Personal problem: Somebody - a disgruntled ex-spouse, crazy relative, or similar - singles me out personally. He doesn’t want to burgle my stuff, but break in and do damage to me. While that makes for very good horror novels, I wonder how often that’s the case in Real life. And if some batshit crazy person was after me, wouldn’t they utter threats before? wouldn’t I know about this, and therefore alert the police before?

I have a security system which I use religiously, I have a barking dog (who however lives in the laundry room at night) and I lock the doors, etc, etc. However, because I don’t have a garage (and may not ever, considering the anal retentive historic district rules), anybody invading my home is doing it with full knowledge of my presence. Because of that and the fact that I live alone I think it prudent to keep a pump action Mossberg under the bed.

I didn’t used to keep it loaded, because that scared the crap out of me, but one night I heard noises that scared a lot more crap out of me and realized, as I fumbled shells into it in the dark, that in a real emergency I wouldn’t have the time. (Never found out what was screaming outside - the police investigated and found nothing, and it was not a cat.)

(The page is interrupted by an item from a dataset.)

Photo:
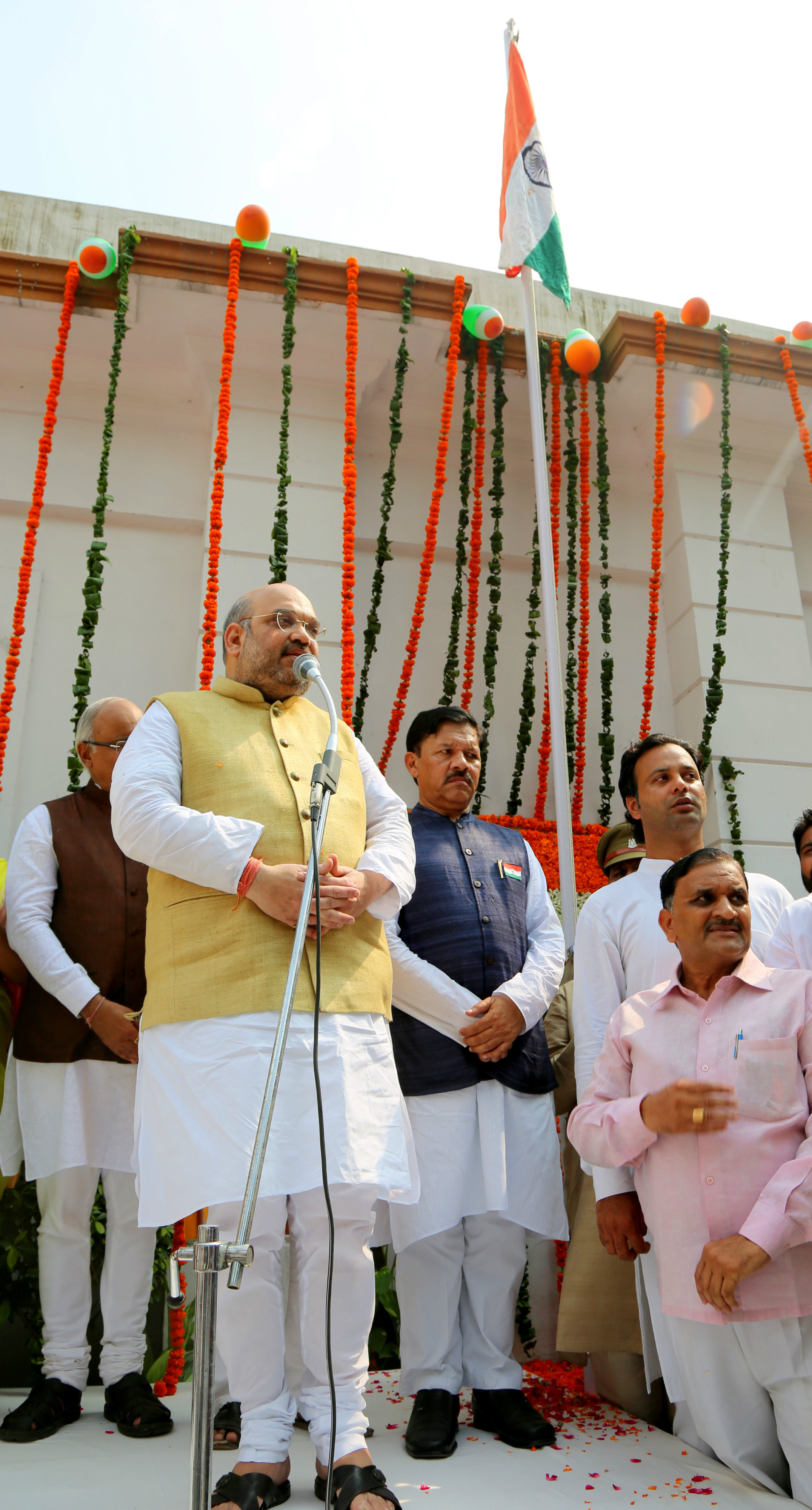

I’ve got three at varied points around the house since you can’t definately know where you’ll be when a need arises. There’s one by my bed, one by a door and one I could probably inconspicuously get to if threatened (again) by a home invasion. S&W .45, S&W 357 Mag and a Beretta .40 that just might off 'em by it’s sexiness.

If the sonuvabitch will let me though, the worst he’ll get is a face full of bear spray.